For Categorical Variables

  • Bar Graph: Displays frequencies or proportions in vertical or horizontal bars.
  • Pie Chart: Shows proportions as sectors of a circle (only when data forms a whole).
  • Segmented Bar Chart: Compares proportions within categories side by side.

For Quantitative Variables

  • Dotplot: Dots stacked above values. Great for small data sets.
  • Stemplot: Preserves data values and sorts them visually.
  • Histogram: Groups data into intervals (bins). Great for large data sets.
  • Boxplot: Displays the five-number summary and outliers.

Types of Distributions

  • Symmetric: Left and right sides are mirror images.
  • Skewed Right (positive): Right tail is longer.
  • Skewed Left (negative): Left tail is longer.
  • Bimodal: Two peaks.
  • Uniform: All bars are roughly the same height.
  • Bell-Shaped: Symmetric and mound-shaped (normal).

Always describe using SOCS: Shape, Outliers, Center, Spread.

Z-Score (Standardized Score)

A z-score measures how many standard deviations a data point is from the mean.

Use this formula:

\[ z = \frac{x - \bar{x}}{s} \]

  • If \( z > 0 \), the value is above the mean.
  • If \( z < 0 \), the value is below the mean.
  • If \( |z| \geq 2 \), the value may be considered unusual.
Example: A student scores 85 on a test with mean 75 and standard deviation 5.
\[ z = \frac{85 - 75}{5} = \frac{10}{5} = 2 \]
→ This score is 2 standard deviations above the mean.
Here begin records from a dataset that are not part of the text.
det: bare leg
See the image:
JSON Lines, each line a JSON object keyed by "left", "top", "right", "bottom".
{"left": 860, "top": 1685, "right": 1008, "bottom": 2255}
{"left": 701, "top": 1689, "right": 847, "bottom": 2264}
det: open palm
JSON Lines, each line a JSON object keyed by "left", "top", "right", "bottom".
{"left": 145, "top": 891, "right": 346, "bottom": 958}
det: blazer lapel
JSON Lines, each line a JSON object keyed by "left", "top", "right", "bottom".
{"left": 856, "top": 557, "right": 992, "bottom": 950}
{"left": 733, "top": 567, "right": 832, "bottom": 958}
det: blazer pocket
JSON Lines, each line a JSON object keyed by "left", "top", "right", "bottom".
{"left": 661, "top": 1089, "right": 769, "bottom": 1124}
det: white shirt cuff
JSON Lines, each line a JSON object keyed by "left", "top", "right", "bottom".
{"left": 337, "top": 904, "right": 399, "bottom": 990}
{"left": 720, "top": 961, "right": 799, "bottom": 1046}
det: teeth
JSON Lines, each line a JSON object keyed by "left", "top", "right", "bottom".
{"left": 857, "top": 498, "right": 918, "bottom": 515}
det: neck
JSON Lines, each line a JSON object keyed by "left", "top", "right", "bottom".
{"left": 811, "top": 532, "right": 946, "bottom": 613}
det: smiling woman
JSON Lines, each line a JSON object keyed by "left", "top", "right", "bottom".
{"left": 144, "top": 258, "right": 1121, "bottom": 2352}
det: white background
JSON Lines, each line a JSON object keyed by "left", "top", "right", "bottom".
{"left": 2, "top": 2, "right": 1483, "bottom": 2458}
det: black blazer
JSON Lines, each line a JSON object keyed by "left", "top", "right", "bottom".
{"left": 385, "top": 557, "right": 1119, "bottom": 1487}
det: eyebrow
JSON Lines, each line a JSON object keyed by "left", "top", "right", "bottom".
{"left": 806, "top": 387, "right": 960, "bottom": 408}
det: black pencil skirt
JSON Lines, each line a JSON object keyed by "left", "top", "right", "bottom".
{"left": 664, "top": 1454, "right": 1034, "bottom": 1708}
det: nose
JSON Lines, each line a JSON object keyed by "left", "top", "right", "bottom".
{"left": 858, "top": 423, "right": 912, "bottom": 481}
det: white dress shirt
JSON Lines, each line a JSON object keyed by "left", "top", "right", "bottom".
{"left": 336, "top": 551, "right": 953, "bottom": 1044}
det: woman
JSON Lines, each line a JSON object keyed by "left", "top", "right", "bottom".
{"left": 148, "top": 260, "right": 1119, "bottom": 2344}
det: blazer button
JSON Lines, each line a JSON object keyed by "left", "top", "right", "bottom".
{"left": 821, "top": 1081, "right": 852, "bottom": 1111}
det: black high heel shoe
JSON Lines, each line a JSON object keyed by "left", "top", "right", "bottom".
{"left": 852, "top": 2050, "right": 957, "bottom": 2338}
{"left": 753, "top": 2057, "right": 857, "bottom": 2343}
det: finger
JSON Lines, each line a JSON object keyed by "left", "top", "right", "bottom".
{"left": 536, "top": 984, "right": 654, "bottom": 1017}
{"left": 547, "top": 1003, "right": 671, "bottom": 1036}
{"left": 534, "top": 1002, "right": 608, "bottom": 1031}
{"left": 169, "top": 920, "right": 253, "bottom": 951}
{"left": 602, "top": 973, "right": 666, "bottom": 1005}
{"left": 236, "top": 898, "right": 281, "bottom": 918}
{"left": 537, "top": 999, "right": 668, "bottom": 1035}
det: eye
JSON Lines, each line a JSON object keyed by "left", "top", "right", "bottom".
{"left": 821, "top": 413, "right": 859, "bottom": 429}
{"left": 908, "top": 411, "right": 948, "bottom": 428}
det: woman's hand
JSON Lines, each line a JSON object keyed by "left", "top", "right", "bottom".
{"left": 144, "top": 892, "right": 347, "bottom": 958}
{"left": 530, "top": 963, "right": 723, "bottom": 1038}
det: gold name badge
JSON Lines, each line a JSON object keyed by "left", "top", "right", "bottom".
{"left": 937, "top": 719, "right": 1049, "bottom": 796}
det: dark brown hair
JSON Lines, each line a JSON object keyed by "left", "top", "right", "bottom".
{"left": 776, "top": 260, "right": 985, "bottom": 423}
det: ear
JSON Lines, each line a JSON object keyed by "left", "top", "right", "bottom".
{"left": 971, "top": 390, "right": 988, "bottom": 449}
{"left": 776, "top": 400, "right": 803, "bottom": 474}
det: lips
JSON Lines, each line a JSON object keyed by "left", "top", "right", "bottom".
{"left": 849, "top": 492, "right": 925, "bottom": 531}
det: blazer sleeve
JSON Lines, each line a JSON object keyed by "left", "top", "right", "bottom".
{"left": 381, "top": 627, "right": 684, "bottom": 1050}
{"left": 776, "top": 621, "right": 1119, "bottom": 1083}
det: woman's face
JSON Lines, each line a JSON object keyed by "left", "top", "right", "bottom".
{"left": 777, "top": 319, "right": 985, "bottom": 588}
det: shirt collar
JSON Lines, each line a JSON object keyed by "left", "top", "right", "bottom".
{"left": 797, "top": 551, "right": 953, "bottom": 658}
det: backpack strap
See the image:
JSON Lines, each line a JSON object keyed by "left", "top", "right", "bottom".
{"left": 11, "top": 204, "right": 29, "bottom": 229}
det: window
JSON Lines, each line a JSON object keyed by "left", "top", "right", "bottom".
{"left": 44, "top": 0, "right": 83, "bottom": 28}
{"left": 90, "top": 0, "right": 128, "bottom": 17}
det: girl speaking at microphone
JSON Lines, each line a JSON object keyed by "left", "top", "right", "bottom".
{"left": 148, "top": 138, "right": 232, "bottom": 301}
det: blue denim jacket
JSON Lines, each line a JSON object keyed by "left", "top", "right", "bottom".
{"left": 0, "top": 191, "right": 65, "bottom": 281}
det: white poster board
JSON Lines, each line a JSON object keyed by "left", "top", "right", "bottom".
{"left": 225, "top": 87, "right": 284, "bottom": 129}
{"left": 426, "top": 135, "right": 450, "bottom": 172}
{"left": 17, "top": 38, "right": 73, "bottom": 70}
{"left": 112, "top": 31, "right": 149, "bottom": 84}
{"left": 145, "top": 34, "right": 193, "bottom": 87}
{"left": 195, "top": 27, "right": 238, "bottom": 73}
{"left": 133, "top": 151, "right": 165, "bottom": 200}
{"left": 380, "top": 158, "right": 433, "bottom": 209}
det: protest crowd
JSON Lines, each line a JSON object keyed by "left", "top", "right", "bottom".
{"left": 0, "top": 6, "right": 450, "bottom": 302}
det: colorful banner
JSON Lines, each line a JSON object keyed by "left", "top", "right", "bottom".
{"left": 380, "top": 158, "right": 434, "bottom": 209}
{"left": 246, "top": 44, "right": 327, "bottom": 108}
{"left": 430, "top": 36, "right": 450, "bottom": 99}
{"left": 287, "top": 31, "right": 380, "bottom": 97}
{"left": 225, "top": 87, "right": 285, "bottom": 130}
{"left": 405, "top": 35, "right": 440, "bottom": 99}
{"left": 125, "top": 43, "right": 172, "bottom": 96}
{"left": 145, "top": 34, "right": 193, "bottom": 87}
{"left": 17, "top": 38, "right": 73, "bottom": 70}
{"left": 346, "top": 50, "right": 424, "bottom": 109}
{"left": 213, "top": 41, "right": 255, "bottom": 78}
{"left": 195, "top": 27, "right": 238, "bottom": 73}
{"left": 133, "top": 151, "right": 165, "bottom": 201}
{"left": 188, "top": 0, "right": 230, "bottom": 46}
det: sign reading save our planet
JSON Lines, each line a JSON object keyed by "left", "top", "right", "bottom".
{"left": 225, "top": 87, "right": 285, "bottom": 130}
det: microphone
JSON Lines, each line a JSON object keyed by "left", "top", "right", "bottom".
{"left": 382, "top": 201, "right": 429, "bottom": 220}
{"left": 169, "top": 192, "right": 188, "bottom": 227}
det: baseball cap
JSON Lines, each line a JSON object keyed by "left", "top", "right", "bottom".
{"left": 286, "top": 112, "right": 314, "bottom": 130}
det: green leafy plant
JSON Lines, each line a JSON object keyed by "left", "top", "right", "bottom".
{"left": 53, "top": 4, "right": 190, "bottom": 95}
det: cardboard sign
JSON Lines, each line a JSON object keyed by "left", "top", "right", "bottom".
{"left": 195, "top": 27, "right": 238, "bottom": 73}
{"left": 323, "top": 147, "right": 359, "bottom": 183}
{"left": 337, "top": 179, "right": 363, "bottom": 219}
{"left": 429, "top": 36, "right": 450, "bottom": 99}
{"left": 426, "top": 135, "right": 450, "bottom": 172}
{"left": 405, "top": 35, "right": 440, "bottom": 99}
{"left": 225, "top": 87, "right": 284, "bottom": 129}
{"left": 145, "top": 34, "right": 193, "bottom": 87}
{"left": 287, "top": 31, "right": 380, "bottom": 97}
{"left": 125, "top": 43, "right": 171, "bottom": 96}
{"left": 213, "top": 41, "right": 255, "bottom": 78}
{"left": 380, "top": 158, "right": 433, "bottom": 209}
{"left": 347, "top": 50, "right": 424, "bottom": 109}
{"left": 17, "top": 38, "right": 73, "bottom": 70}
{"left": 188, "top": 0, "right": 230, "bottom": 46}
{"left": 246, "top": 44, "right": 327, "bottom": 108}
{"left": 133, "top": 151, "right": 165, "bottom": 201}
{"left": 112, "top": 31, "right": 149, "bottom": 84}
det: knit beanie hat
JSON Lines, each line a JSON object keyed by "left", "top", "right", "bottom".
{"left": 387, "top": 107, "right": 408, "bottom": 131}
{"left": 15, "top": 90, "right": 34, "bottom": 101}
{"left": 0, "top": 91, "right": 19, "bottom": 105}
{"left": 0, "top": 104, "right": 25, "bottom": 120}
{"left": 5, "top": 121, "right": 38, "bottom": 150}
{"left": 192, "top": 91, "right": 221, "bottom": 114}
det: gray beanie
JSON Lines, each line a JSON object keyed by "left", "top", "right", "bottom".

The Empirical Rule (68–95–99.7 Rule)

In a normal distribution (symmetric and bell-shaped):

  • About 68% of values fall within 1 standard deviation of the mean
  • About 95% fall within 2 standard deviations
  • About 99.7% fall within 3 standard deviations

Choosing the Best Summary Statistic

  • If data is symmetric and has no outliers: Use the mean and standard deviation.
  • If data is skewed or has outliers: Use the median and IQR.
💡 Tip: Always match the summary statistic to the shape of the distribution!